Certainly, the region’s road to economic recovery will be filled with uncertainties and difficulties and will depend on the global path of vaccination and economic recovery. Yet the timely enactment of the RCEP Agreement will certainly provide a regional economic, legal and institutional framework within which interconnected economic growth can be facilitated and catalyzed.

With the Belt and Road Initiative (BRI) aimed at improving connectivity between nations, RCEP will help lift Southeast Asia out of the economic trough. The recently inaugurated China-Lao Railway connecting the Chinese city of Kunming in southwest China to the Laotian capital of Vientiane, which is part of the BRI, for example, has given much hope to revive the landlocked Laotian economy in the era of RCEP.

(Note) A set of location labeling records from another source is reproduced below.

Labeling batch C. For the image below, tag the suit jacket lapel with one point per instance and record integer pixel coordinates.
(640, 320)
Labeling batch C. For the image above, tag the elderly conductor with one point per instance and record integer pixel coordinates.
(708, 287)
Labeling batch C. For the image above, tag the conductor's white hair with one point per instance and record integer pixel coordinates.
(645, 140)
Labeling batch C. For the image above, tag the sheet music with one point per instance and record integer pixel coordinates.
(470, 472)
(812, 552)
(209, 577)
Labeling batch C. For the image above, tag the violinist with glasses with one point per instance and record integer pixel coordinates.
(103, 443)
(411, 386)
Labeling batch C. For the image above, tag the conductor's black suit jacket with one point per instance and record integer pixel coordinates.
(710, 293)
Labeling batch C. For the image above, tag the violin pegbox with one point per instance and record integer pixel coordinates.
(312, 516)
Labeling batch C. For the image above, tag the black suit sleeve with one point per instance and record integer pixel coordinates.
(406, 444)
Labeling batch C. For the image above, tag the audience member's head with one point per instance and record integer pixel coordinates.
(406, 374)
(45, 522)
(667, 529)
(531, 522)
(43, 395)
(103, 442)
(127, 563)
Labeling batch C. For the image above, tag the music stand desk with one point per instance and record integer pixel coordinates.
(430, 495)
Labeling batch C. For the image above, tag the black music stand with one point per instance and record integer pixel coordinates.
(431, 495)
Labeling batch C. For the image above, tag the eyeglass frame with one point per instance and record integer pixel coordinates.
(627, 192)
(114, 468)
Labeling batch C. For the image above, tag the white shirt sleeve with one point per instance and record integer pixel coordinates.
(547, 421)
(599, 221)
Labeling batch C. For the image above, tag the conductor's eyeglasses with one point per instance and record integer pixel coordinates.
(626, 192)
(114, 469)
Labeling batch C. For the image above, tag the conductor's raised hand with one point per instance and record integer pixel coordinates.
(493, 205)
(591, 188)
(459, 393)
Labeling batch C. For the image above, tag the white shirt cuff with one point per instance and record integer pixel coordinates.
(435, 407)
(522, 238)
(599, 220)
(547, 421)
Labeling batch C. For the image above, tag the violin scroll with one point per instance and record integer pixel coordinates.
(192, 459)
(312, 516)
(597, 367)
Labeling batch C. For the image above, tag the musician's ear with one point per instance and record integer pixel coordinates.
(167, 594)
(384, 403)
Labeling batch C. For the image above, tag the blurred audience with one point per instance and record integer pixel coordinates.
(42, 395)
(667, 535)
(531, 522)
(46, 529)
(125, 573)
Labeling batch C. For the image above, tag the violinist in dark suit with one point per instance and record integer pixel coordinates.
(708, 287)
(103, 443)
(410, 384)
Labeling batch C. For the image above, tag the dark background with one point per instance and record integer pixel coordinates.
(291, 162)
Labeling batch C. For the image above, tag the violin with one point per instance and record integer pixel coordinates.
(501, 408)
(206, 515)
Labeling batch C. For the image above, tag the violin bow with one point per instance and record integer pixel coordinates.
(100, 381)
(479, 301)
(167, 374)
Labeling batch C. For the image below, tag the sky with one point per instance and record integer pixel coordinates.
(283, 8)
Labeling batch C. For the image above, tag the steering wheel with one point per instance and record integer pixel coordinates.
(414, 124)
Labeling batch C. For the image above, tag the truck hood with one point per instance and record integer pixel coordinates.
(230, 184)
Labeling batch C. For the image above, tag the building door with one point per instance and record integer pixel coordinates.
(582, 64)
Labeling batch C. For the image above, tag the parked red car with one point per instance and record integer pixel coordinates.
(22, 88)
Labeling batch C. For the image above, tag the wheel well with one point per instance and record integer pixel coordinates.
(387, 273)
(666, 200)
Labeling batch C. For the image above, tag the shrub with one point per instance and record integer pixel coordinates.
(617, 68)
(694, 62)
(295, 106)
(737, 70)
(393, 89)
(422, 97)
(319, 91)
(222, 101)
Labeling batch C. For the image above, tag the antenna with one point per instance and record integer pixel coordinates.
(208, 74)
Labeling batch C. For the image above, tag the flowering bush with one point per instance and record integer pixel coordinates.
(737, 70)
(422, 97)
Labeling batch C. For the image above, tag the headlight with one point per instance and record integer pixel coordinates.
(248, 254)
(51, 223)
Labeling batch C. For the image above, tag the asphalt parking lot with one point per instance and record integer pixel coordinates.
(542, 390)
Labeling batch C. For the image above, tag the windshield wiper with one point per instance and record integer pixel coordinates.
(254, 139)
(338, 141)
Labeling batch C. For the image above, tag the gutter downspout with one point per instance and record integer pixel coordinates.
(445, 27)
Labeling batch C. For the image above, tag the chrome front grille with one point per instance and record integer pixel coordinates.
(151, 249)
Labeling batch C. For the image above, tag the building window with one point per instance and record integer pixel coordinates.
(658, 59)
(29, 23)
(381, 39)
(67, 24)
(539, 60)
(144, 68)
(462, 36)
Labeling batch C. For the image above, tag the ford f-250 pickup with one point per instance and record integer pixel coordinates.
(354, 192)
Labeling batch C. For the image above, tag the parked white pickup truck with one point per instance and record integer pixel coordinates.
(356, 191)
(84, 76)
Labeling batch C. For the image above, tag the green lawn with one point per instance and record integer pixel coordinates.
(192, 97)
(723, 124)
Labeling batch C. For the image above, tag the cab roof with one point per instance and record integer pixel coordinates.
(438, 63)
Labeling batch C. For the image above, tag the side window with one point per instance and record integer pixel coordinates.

Looking forward to a post-COVID-19 era, one can’t help but wonder how RCEP might develop into the next stage. I see great potential for RCEP to become a pan-Pacific trade agreement encompassing all countries in the region. Some should point to the Asia-Pacific Economic Cooperation (APEC) and the Comprehensive and Progressive Agreement for Trans-Pacific Partnership (CPTPP) as two alternative bases on which trans-Pacific economic cooperation can be structured. But the first is a loose framework marked by increased voluntarism while the second is too legally demanding to be inclusive. The high technical standards embodied in the CPTPP model and its insensitivity to the region’s disparate national economic and political circumstances suggest that broad application of its rules and provisions is not achievable in the short to medium term.

In November 2020, Chinese President Xi Jinping called for efforts to build an Asia-Pacific community of destiny, setting out China’s vision of leveraging regional integration and economic cooperation for lasting peace, prosperity. common and cultural harmony. If there is one thing that best embodies this vision, it would be RCEP. As the agreement comes into force, an Asia-Pacific community with a shared future is emerging.